The filtered context is sent to GPT-4o with a prompt that defines the exact attributes to extract. The model returns a structured JSON object, ready for integration.

PDF → per-page images → Tesseract OCR → .md chunks
                                              ↓
                                     Retrieval filter
                                              ↓
                                    GPT-4o (targeted context)
                                              ↓
                                       JSON output

Why Retrieval Before GPT

Tesseract on a 20-page document produces a lot of text. Without filtering, you'd send all of it upstream, most of which is irrelevant to the two or three fields you actually need. The retrieval step cuts that noise before it hits the API, reducing token consumption significantly while keeping extraction quality high.

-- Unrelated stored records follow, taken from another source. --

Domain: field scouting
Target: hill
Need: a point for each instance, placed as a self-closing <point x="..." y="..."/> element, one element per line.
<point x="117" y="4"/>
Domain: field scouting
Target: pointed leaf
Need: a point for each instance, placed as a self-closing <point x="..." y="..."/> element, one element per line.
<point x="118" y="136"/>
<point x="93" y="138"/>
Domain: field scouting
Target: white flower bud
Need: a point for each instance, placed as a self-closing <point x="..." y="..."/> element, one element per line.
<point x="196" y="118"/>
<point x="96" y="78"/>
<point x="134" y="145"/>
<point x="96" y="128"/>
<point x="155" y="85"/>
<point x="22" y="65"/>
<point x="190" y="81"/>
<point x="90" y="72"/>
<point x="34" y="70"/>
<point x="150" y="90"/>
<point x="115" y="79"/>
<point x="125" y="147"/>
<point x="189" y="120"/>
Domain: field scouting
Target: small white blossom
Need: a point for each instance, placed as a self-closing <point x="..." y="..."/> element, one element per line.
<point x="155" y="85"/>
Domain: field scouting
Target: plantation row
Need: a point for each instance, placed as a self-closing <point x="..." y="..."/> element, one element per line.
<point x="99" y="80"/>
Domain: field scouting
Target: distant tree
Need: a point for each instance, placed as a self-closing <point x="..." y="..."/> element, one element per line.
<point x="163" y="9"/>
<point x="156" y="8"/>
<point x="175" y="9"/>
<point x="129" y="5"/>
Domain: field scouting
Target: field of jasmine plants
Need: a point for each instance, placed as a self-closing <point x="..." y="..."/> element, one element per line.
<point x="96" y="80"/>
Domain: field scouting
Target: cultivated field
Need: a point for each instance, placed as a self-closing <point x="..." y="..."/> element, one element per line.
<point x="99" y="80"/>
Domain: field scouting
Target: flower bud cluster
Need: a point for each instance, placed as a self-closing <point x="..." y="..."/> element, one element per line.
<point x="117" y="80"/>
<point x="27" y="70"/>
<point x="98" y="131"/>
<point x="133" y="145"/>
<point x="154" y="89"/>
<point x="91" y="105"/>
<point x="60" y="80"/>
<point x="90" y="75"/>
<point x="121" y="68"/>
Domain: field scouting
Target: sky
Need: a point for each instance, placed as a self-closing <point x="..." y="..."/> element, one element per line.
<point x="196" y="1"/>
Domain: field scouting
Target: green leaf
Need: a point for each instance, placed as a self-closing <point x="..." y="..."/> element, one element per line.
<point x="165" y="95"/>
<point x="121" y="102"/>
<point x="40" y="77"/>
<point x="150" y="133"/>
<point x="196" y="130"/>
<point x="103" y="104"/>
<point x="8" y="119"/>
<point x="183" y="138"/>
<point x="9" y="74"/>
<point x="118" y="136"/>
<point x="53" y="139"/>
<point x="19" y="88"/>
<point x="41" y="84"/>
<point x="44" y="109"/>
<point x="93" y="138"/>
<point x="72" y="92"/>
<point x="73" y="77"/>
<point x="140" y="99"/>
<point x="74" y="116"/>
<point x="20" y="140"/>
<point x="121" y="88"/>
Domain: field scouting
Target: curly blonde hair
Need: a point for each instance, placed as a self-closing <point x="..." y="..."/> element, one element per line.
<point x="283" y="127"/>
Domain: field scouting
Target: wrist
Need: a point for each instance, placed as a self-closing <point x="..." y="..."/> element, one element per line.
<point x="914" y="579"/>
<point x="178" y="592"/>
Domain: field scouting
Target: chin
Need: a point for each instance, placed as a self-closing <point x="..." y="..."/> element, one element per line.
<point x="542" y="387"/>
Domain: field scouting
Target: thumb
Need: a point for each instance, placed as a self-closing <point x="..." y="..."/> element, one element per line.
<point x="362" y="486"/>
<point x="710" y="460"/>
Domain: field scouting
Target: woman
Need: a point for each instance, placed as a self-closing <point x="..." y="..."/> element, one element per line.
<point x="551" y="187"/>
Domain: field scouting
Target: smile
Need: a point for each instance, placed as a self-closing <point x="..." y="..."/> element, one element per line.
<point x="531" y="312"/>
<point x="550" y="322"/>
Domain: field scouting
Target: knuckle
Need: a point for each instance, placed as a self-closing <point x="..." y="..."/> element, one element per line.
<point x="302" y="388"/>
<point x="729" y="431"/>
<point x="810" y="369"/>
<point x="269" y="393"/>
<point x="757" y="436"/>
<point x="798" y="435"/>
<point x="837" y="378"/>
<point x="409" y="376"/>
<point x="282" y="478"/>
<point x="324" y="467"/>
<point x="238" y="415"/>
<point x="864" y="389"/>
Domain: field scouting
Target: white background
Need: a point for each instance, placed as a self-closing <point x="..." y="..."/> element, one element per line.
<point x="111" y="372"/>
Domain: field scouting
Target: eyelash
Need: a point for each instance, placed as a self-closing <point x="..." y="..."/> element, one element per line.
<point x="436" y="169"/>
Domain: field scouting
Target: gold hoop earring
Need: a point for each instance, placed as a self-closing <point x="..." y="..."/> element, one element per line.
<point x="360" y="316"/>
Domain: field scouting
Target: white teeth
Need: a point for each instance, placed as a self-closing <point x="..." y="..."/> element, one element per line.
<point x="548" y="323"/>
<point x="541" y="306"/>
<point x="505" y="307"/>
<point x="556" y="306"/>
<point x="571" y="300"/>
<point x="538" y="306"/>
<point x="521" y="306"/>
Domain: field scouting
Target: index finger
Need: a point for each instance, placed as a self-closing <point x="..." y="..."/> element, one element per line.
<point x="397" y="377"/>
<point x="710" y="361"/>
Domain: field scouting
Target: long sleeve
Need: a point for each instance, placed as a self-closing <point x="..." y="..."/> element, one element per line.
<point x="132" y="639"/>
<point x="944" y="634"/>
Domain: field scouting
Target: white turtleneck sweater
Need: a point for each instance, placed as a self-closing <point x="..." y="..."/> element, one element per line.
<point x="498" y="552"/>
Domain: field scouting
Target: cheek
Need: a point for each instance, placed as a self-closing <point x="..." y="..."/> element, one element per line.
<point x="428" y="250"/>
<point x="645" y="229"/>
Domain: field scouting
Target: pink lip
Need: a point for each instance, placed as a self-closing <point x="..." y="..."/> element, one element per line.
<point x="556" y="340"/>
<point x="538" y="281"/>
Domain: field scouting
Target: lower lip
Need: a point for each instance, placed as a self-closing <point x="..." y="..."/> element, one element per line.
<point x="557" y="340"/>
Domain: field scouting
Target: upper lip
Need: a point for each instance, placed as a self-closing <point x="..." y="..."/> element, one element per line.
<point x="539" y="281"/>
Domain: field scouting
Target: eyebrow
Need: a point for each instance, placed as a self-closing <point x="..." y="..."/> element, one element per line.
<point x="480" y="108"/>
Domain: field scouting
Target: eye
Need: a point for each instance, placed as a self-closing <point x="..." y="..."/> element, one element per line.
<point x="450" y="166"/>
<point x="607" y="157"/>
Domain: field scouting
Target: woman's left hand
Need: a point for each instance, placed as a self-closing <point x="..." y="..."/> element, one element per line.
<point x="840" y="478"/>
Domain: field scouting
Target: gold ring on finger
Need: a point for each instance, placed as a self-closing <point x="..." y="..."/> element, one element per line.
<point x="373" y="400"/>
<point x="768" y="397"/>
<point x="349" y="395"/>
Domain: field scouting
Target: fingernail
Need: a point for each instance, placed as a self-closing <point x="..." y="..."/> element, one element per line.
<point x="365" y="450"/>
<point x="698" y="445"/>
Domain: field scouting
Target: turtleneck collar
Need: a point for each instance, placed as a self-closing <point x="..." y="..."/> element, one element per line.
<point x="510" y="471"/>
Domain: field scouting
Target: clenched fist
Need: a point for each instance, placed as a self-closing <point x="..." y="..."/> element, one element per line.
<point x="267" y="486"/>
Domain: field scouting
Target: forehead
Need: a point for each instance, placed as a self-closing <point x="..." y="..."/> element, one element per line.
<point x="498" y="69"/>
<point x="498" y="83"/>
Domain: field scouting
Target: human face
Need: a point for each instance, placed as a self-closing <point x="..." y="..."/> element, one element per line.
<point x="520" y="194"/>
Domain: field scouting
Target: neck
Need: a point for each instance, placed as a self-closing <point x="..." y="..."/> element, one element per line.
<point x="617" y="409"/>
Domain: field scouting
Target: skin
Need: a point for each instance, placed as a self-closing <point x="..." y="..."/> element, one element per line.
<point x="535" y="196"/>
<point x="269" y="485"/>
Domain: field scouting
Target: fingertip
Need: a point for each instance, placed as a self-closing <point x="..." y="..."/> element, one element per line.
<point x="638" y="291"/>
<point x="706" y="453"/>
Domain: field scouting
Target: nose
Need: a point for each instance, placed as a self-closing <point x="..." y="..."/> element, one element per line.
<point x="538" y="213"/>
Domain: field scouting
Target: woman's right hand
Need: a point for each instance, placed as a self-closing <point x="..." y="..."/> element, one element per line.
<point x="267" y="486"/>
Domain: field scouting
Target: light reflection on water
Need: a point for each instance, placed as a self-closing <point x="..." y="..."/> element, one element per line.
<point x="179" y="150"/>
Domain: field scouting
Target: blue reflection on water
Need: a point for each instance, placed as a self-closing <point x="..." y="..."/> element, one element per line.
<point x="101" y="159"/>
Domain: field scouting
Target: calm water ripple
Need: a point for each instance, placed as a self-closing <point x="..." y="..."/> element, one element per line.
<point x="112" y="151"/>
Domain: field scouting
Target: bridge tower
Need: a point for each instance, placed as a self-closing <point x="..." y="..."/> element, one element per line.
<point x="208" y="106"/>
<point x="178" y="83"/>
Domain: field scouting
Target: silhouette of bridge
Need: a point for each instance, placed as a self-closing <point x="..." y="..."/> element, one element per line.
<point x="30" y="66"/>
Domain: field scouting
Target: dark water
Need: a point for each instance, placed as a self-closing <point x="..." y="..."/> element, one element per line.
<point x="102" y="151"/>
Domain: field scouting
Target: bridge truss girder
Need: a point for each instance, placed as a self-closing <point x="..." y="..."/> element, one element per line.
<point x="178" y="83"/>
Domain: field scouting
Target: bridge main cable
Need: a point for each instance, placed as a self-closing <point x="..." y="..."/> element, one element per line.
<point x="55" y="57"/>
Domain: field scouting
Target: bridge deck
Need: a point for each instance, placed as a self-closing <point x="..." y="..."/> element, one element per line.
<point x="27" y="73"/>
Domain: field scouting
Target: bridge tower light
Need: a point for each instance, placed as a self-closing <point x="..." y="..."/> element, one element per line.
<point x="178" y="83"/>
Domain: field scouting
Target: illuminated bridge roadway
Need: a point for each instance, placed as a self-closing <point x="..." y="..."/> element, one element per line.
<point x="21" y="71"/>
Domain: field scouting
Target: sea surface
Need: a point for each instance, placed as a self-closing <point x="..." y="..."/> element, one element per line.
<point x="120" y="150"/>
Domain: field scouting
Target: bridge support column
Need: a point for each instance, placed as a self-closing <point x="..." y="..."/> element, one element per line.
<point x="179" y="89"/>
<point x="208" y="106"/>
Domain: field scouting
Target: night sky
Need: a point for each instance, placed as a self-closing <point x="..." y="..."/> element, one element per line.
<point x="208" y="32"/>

The tradeoff: retrieval adds a step. The payoff: the system scales to large document volumes without runaway API costs.

Key Design Decisions

  • Tesseract as preprocessor, not final extractor: Tesseract's output isn't clean enough to use directly, but it's fast and free. It does the heavy lifting of getting text off the page; GPT-4o handles the understanding.
  • Markdown as intermediate format: Storing OCR output as .md keeps it human-readable for debugging and easy to parse programmatically.
  • JSON output for composability: The final output is designed to be consumed by other systems. No post-processing required downstream.